“It's not what’s in your heart that defines you, but what you do.”
(Batman in this year’s movie Batman Begins)
On the surface, Bruce Wayne is a handsome, glamorous, philanthropic, industrialist billionaire and somewhat of a playboy. He seems to have no worries, no problems. However, inside, he is still carrying the torch for his parents, who were killed in front of him in a random act of street violence. Years later, in his Batman alter-ego, he responds to crime by taking justice into his own hands. And so begins Batman’s vigilantism.
Are there then two identities to a superhero which need to be reconciled?

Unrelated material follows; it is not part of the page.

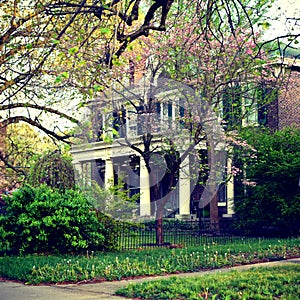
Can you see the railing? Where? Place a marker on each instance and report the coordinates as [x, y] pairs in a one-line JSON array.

“This ambiguity is part of the appeal,” suggests Frank Miller, author of the 1986 novel The Dark Knight Returns, who recreates the Batman saga. Miller tells the story of how Batman “gets dragged back into the vigilante trade. The story is steeped in enormous distrust of authority, and the necessary outcome of this attitude is a straightforward endorsement of vigilantism.”
Nationmaster.com, in one of the best-researched accounts on Batman, reports that, in the original 1939 DC comics series which introduced Batman, the superhero was a violent avenger who left his foes more dead than not. Yet, the series was a runaway hit.
This report is validated by an NPR programme archived from June 2002: “As imagined by Bob Kane, the comics wonder boy who dreamed him up, Batman had violent crime in his blood. As a young boy, he had witnessed the murder of his parents. And unlike other conventionally good-vs-evil superheroes with more spectacular or otherworldly talents, Kane’s hero was always just a step away from criminal behaviour himself.”
These are the origins of our superhero. Yet, millions of people across the world, many of them children, marvel at Batman’s victories, glorifying his methods and motivation. The superhero credo – along with its vigilantism roots – are not only endorsed but actually praised by the whole world.